The thing about this story that is disturbing to me is that even in not trying too hard with our co-op cooking duties I was still trying to attract attention. We still had a brand. We were the OK cooks, the cooks that didn’t try that hard, yes, but it was also very important to me that people understood we did three-fourths as good a job as they did in a quarter of the time. My absolute favorite part of our brand was that we never made anything but spaghetti and salad, which was just lettuce with oil and vinegar, though I don’t mind telling you I make very good vinaigrette—my recipe is from Nora Ephron’s 1983 novel Heartburn. I knew that I had really done my job with Anna one day when one of the guys asked her if we had made dessert, and she snorted and said, with that New York accent that only threw her delicate beauty into greater relief, “There are chocolate chips in the freezer.”
So, I had promised myself and my boyfriend (who didn’t care if I cooked or not, but would have been a witness to my fickleness/insanity should I decide to change my mind) that I was going to stop cooking, but first I had some cooking obligations.
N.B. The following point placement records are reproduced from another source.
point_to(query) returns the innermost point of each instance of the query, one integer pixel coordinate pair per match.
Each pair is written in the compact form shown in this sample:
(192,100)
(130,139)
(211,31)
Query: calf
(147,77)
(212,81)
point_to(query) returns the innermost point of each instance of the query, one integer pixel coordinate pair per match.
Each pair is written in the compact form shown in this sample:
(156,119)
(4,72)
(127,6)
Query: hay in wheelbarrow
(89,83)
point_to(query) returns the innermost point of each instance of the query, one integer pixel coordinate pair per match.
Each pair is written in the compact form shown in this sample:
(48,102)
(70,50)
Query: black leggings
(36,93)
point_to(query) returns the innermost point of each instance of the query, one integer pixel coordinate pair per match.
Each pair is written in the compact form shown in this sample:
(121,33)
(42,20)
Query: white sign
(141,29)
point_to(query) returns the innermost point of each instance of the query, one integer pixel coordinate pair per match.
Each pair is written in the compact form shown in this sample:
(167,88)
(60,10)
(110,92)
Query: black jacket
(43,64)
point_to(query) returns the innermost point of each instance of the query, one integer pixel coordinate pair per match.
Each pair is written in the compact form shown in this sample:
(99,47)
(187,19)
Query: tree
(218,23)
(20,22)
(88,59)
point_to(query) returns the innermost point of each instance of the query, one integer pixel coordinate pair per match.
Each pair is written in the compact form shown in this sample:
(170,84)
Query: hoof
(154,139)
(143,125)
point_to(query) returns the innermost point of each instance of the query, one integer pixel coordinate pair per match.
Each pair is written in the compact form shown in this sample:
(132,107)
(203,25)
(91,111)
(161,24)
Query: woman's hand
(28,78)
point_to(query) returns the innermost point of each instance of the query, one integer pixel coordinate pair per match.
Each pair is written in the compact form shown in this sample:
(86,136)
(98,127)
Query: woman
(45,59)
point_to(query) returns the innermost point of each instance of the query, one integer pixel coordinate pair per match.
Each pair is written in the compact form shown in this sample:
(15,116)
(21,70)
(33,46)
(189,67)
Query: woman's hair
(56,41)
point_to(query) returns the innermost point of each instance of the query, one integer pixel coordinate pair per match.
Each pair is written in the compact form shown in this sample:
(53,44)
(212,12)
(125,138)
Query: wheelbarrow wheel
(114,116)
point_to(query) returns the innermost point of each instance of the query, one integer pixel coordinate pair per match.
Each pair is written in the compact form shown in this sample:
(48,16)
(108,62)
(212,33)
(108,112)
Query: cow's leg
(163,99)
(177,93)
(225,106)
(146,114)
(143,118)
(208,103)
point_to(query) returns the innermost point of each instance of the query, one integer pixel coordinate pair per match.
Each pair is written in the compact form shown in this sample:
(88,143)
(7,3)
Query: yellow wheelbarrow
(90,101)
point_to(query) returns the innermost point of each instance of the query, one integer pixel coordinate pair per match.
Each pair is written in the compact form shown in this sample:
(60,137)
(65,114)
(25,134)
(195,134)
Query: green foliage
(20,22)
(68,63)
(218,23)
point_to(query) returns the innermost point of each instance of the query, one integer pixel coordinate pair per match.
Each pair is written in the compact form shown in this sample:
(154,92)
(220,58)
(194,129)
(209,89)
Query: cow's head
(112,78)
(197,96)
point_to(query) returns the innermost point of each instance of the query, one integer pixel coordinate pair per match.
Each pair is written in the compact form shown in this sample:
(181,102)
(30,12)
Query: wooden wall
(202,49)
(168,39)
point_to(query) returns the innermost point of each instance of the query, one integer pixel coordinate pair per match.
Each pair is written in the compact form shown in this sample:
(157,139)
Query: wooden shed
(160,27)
Christine and I got together and spent an entire Saturday making tomato sauce. Even though the tomatoes were very cheap, the price came out to about $10 a jar. We bought 40 pounds of tomatoes, and it made 7½ jars of sauce. We thought we would get about 15 jars. We spent an hour and a half cleaning up the discarded tomato skins and canning equipment and spatter, laughing at our naivete. And then, we made dinner, which, because our sauce was simply a template, calling for more cooking, involved sautéeing some onions and peppers and adding some hot Italian sausage and then stirring in 1/7.5ths of our six or so hours of work.
The sauce was one of the best things I’ve ever had. Christine’s daughter, now older, ate, and said nothing. She was in a bad mood. She left the table early. She wasn’t interested in us and we couldn’t make her be interested in the transcendent food in which we had invested an entire day. I have to say that this sauce was so good someone could have thrown a jar of it at me and screamed “I hate you” and I would have licked it off the broken shards of glass, but I also knew I would probably die without ever making homemade tomato sauce ever again.
I also made a fig galette, and it was perfect enough that I never have to make another fig galette again.
I made my decision not to cook any more two weeks ago, and I have stuck to it. I have a feeling I have done this before, but this time, I really mean it. I am tired of the struggle to win and impress, to even impress myself, to be engaged mentally with food, which, if I just forget about it, will probably just present itself to me anyway. Last night my boyfriend brought home bread and cheese and olives and I made a salad in about 45 seconds. I went to sleep rested and un-buoyed by success and un-flattened by failure. I thought of the snail genius, and how he probably never cooked a day in his life. Cooking tells you too many things about yourself that a busy man like himself very likely didn’t want to bother finding out. It’s funny that even as she is nearing 80, my mother still feels bad that she had a housekeeper, or that she didn’t cook enough, because what I like most and respect most about her is not her cooking but the various ways that she managed to avoid it.
I got over this rather vehement stance about not cooking. Also, of course, one must cook to eat, and if I wrote this now I might have taken into consideration the fact that there are places in the world where if you don’t cook, you literally will not eat at all.
That said, I cook less than I used to, rarely try to impress anyone, and look for excuses not to cook rather than the other way around.
Also, finally, I’d like to mention that in a 2017 New York Times piece, Snail Guy hails his wife Denise as “a great cook.“
*[Now more than four years ago, but “a few weeks ago” when I wrote this in 2014.]